For a whole generation, the phrase “This is 29 Acacia Road”, and the voice of Bill Oddie, will bring memories of the popular cartoon series flooding back. Bananaman appeared in print, drawn by John Geering, a few years before the animated series began, but it was the television cartoons which cemented Bananaman as a childhood favourite.
Some 30 years since the cartoon aired, and with the proposed film version seemingly abandoned, it falls to Bananaman The Musical to bring the character to a whole new generation. On the face of it, the comic strip feels like perfect fodder for a comedy musical, but does it actually work? And, can I write this review without using any banana related puns?
When studious Eric Wimp is knocked unconscious by the shard of a comet falling to earth, he discovers, with the help of a talking bird, that eating a banana transforms him from dorky teenager to muscled superhero.
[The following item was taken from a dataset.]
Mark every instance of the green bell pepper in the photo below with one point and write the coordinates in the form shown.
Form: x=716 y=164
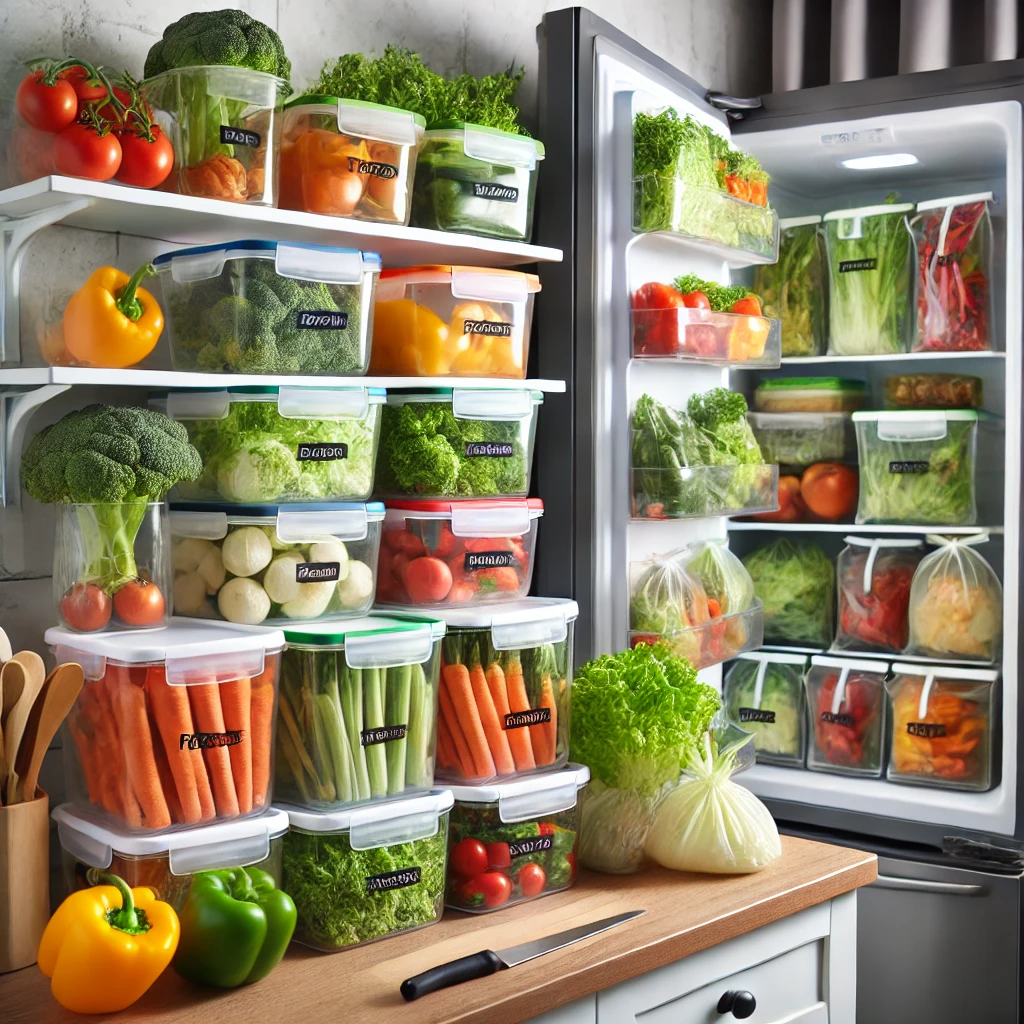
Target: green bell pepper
x=236 y=926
But, as his body mass increases, his IQ and common sense is vastly diminished, leading to a series of comical misadventures as the hero, along with Crow, Fiona and Chief O’Reilly, attempt to defeat the villains of the piece, Dr Gloom, General Blight and Mad Magician.
This may be a production borne from a comic, but don’t be fooled in to thinking this is a mere caricature, for all its silliness and absurdity this is a fully formed musical, with all the right ingredients for a hit. The score is particularly strong, while not explicitly characterized as the eighties, it certainly is reminiscent of the television series, and crucially musicals of the era. It is only let down by a couple of the ensemble numbers, which ended up sounding too cluttered.
Writer Leon Parris has remained faithful to much of what has come before, but added some new tidbits as well, the origin story is different for example, but Chief O’Reilly’s blue flashing light hat remains. The second act starts off a little weaker than the first, but soon gets back on track with “Simply Eric Wimp”, a rousing, and clearer sounding, ensemble number.